Um dos fundadores do Teatro de Cultura Popular (TCP), dentro do Movimento de Cultura Popular (MCP), extinto pela ditadura militar, Joacir Castro também será homenageado pelo Janeiro de Grandes Espetáculos. Reconhecido como uma pessoa que "carrega o teatro no sangue", Joacir Castro integrou o elenco do Teatro Popular do Nordeste (TPN), participando de peças memoráveis como O inspetor, O cabo fanfarrão (ambas em 1966), O santo inquérito e Antígona (as duas últimas em 1967).
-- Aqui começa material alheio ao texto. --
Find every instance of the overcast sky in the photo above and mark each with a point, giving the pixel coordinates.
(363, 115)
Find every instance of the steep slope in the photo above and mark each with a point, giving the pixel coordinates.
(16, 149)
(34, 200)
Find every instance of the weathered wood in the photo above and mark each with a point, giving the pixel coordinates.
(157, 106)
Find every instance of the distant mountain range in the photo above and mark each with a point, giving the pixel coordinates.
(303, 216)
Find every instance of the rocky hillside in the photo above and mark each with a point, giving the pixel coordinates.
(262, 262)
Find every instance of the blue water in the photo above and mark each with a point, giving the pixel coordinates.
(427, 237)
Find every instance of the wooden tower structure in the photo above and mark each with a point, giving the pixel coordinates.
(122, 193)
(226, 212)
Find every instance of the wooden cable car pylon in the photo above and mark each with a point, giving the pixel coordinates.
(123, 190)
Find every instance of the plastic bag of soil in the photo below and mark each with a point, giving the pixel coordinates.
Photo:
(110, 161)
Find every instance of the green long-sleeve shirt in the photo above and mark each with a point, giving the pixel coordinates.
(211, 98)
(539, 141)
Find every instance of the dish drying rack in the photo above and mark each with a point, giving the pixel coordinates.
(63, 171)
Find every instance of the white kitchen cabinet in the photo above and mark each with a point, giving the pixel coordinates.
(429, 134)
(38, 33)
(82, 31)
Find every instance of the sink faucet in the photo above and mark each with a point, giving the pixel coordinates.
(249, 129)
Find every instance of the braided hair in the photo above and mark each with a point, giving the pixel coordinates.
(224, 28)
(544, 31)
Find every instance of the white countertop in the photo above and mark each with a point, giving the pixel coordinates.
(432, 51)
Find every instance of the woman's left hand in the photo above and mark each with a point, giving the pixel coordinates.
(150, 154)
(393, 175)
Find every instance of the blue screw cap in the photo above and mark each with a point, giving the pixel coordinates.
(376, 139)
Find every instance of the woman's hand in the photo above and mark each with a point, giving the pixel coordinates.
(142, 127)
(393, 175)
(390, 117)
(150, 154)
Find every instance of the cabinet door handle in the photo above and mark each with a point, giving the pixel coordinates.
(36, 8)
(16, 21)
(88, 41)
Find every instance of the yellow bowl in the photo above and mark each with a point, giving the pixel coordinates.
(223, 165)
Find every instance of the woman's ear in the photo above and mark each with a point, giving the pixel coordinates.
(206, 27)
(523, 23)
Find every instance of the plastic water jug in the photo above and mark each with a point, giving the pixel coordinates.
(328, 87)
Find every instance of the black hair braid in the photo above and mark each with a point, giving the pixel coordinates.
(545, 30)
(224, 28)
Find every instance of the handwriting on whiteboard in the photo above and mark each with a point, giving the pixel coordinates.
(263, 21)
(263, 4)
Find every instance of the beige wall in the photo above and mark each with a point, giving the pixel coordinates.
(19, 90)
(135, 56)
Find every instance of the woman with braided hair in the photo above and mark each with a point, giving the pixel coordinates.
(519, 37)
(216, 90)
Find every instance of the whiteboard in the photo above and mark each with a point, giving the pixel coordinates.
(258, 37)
Ele foi perseguido durante a ditadura militar e chegou a perder o emprego, sendo reintegrado após a anistia. Hoje, mora em Itamaracá, onde construiu e mantém um teatro ao ar livre, no qual faz peças para a comunidade. "Fizemos bastante trabalho de rua e de arte-educação, num projeto chamado Teatro Integrado na Escola, que envolvia professores, pais e alunos, através de cartilhas teatralizadas", recorda Ivonete Melo, atriz e presidente do Sindicato dos Artistas de Pernambuco (Sated-PE). "Ele também gostava de se utilizar do boi, como cenário,para chamar a comunidade para ver os espetáculos", acrescenta Ivonete, lembrando que, ao lado de Joacir, fez peças em feiras livres, em cima de caminhonetes, em praças de comunidades.
Em abril de 2009, no lançamento do Grupos Reunidos de Investigação Teatral ou Movimento GRITE, Joacir Castro foi convidado para participar de uma palestra, junto a Romildo Moreira e José Manoel, sobre a importância do teatro de grupo na cena pernambucana. "Joacir é uma pessoa maravilhosa, superinteligente, fez muito teatro no Sudeste, em universidades. Podemos considerá-lo um revolucionário, pois sempre esteve em defesa do social, enxergando as classes menos favorecidas", observa Ivonete Melo.